Konsistensi Pemkot Surabaya merehabilitasi daerah-daerah di Kota Surabaya agar menjadi daerah bebas prostitusi sejauh ini sudah ada tiga lokalisasi yang sudah ditutup, yaitu lokalisasi Tambakasri, Klakah Rejo, dan juga Dupak Bangunsari.
Untuk ke depannya, Pemkot Surabaya berencana menutup lokalisasi Sememi pada Desember 2013 mendatang serta merehabilitasi kawasan lokalisasi Jarak dan Dolly.
Kepala Dinas Sosial (Dinsos) Kota Surabaya, Supomo mengatakan, saat ini pihaknya sudah melakukan kajian bagaimana rehabilitasi Dolly tersebut. Utamanya tentang bagaimana warga yang terkena dampak langsung secara ekonomi dan sosial sebagai imbas dari rencana rehabilitasi tersebut.
Dinsos akan melakukan pemberdayaan agar warga sekitar lokalisasi tidak terlalu berat merasakan dampak rehabilitasi. Supomo mencontohkan, eks lokalisasi di Klakah Rejo yang kini dialihfungsikan sebagai bangunan Sport Center, sekolahan dan taman.
"Ini kan program kasih sayang. Untuk Dolly belum tahu nanti akan dibangun apa karena kajian di Bappeko masih belum turun. Tetapi yang jelas, prinsip kami, Dolly yes, prostitusi No. Keinginan ini didukung oleh elemen masyarakat seperti organisasi kemasyarakat (Ormas) keagamaan, Ormas kepemudaan, dan juga kemahasiswaan," terang Supomo, Senin (11/11).
Diakui Supomo, transformasi lokalisasi Dolly tidak akan mudah. Tetapi, aturannya sudah jelas. Tiap bangunan di Kota Surabaya, dilarang digunakan untuk tempat asusila. Disebut Supomo, Pemkot Surabaya memiliki fungsi regulator. Hal ini melihat adanya area di Surabaya yang masih harus ditata kembali.
"Prinsipnya, kita selamatkan generasi masa depan, itu lebih utama dari pada kita terus berargumentasi. Kita tahu, penanganan Dolly harus lebih cermat dan teliti. Dan kita sudah melakukan sosialisasi, tidak hanya melalui diskusi juga deklarasi ini. Tentunya juga dengan bantuan pemberitaan dari teman-teman media," sambung mantan Camat Kenjeran itu.
Senada, Wali Kota Surabaya, Tri Rismaharini juga mengungkapkan, persoalan di Dolly, Jarak dan lokalisasi lainnya di Surabaya, merupakan masalah klasik yang selalu mengiringi siapa pun yang memimpin Kota Surabaya.

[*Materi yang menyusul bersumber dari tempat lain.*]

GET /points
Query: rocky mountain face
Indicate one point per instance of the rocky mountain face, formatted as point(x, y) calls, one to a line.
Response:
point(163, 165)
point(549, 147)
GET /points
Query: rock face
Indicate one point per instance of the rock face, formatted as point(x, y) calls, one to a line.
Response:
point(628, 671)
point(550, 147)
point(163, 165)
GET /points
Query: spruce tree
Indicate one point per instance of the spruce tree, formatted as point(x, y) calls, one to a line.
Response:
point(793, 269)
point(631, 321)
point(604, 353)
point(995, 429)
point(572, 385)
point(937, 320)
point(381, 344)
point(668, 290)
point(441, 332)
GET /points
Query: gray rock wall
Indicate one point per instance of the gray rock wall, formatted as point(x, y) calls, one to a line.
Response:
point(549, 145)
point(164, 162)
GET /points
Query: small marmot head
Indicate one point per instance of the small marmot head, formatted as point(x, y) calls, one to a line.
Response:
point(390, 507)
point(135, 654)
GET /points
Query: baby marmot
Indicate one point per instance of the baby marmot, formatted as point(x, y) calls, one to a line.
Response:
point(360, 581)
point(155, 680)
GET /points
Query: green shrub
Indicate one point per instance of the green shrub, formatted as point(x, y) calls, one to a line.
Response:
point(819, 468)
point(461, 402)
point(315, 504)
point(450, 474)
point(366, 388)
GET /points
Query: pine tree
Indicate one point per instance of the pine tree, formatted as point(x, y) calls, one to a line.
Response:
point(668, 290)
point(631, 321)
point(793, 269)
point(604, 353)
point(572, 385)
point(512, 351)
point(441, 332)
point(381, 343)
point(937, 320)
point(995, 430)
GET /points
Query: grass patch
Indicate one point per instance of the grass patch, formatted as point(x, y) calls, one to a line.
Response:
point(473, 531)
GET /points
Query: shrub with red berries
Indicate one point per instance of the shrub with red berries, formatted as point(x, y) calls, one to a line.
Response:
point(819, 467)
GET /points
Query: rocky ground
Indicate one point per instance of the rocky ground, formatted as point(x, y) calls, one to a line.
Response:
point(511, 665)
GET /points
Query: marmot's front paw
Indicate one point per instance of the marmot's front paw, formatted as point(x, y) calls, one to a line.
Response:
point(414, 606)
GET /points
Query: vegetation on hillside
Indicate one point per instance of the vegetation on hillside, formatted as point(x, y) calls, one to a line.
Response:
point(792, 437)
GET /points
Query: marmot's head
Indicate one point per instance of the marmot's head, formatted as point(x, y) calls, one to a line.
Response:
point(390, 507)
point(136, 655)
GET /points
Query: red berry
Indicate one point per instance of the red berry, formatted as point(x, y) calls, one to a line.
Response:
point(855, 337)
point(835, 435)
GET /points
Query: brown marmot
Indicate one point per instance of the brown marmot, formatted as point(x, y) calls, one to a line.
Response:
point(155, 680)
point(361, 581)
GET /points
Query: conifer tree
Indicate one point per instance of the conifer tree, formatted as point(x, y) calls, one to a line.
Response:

Selain itu, problem sosial lainnya seperti kasus trafficking (perdagangan anak) yang kerap ditangani pihak kepolisian di Kota Pahlawan ini. Menurut wali kota yang juga alumni Institut Teknologi 10 November Surabaya (ITS) itu, kasus perdagangan anak yang kian marak tersebut, memiliki benang merah dengan daerah lokalisasi.
Orang nomor satu di Kota Pahlawan ini berharap para orangtua yang tinggal di kawasan lokalisasi, diminta untuk memperhatikan masa depan anak-anak mereka. Sebab, pertumbuhan dan masa depan anak-anak harus menjadi prioritas di atas segalanya, termasuk urusan perut.
"Hendaknya, orangtua jangan hanya memikirkan perut saja, masa depan anak-anak harus jadi prioritas. Jangan karena kepentingan perut, bisa merugikan masa depan anak-anak," tegas Risma.